Software Limitations
Only the NCBI database can be searched at this time;
in other words, only GenBank accession numbers can be
used. If there is an operator error in entering the
number correctly, then an error message will be
displayed,
e.g., "The attempt to load
'servlet' failed." Improvements to this software will
include providing an additional field to enter
proprietary and non-GenBank genome data, similar to an
option developed for GeneOrder2.0 [ 8 ] .
Conclusions
CoreGenes fits into the niche for GUI-based interactive
computational tools [ 1 2 3 4 5 6 7 8 9 10 ] that enhance
the visualization of DNA sequence data, especially in the
context of genome comparisons. It meets a critical need for
tool sets containing global "whole genome" analyses tools.

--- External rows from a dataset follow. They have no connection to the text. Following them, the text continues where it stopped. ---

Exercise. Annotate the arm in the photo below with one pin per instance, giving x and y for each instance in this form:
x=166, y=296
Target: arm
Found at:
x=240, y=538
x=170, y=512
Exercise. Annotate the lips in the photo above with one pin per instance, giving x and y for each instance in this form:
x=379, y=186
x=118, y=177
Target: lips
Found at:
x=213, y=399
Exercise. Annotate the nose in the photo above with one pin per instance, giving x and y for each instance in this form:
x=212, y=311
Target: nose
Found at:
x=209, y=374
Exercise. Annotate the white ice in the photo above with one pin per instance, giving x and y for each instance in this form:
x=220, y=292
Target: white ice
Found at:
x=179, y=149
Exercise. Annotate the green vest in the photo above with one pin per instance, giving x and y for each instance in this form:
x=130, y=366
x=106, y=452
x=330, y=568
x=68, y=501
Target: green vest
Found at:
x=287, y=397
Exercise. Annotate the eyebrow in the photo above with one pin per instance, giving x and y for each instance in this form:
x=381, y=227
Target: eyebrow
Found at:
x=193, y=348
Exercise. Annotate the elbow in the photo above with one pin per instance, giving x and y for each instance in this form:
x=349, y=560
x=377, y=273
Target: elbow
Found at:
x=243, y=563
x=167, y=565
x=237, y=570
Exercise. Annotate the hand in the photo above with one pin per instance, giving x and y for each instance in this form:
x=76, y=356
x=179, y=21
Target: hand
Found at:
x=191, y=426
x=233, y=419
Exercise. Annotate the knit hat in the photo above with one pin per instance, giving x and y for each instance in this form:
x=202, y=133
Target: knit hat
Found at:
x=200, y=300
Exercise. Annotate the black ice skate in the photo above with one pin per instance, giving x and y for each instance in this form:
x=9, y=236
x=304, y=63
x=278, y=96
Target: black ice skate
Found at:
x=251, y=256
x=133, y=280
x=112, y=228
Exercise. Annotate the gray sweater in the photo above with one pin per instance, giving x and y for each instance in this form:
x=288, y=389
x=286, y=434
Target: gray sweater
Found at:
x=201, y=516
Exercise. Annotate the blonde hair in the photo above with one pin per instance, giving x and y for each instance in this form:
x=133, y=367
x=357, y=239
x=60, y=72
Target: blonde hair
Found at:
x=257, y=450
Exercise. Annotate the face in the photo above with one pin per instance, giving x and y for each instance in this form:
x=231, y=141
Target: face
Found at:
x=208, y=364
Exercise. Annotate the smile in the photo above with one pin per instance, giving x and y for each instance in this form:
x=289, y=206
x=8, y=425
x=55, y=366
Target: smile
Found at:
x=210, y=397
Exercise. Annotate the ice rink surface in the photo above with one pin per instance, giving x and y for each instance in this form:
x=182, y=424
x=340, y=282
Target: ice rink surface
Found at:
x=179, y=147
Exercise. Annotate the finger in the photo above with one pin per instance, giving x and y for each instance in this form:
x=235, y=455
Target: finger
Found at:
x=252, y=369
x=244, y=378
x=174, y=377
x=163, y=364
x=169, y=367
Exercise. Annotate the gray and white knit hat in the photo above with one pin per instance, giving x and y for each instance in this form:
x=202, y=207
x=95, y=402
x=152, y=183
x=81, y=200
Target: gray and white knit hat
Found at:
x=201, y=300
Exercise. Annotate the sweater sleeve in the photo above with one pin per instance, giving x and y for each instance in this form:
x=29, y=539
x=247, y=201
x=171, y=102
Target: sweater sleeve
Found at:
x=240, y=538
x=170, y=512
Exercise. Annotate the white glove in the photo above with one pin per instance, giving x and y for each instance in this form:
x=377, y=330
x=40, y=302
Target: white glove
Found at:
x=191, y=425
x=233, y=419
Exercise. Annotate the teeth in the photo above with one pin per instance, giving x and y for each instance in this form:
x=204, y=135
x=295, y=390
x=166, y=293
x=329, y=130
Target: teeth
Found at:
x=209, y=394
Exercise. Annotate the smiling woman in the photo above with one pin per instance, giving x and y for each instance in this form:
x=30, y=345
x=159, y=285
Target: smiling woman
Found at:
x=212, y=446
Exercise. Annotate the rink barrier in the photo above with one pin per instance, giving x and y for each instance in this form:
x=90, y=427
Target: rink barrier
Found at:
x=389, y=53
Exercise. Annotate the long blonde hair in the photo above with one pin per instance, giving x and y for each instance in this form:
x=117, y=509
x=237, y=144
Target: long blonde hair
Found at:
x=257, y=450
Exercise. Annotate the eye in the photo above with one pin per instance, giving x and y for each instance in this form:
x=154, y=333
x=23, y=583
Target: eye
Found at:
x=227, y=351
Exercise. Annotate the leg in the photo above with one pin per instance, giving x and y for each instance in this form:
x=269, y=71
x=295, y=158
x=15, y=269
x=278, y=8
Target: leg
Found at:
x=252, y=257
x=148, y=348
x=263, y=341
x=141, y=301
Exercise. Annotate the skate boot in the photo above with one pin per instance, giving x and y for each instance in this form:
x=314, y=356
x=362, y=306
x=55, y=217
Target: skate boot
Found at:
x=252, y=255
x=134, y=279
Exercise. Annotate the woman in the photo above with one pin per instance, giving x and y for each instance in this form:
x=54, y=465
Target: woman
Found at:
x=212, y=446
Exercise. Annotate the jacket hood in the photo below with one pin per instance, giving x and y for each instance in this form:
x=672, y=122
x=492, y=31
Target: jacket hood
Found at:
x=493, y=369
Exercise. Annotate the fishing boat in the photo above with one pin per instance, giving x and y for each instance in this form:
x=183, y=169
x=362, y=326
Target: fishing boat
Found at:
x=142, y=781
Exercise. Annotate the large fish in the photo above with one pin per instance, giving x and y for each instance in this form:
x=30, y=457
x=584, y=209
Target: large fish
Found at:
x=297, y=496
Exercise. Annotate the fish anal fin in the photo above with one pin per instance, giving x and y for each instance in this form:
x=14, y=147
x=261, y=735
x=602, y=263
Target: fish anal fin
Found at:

As noted earlier, small genomes are still of great interest
to many researchers. This tool is a base to expand upon,
for example, to build more robust, elegant and
complementary "whole genome" computational tools. Although
CoreGenes successfully expedites the determination of
"core" genes during the comparisons of several small whole
genomes simultaneously, it will likely be succeeded by
improved software to compare and analyze even much larger
genomes, especially in the megabase range. This feature is
being pursued with urgency. One known current limitation in
analyzing larger genomes is computational,
e. g., hardware; this will be
addressed shortly. Increasingly powerful workstations to
act as servers will allow the much more computationally
intensive comparisons of megabase-sized genomes. However,
this version of CoreGenes is very useful and fills a
current unmet need in genome analyses, that of collecting
related genes in a family of genomes. In addition to
stimulating the development of similar tools, CoreGenes
will allow continuing improvements to it. We plan to
support aggressively this version of CoreGenes, updating
with improvements and additional features, as well as to
work on a more robust faster version.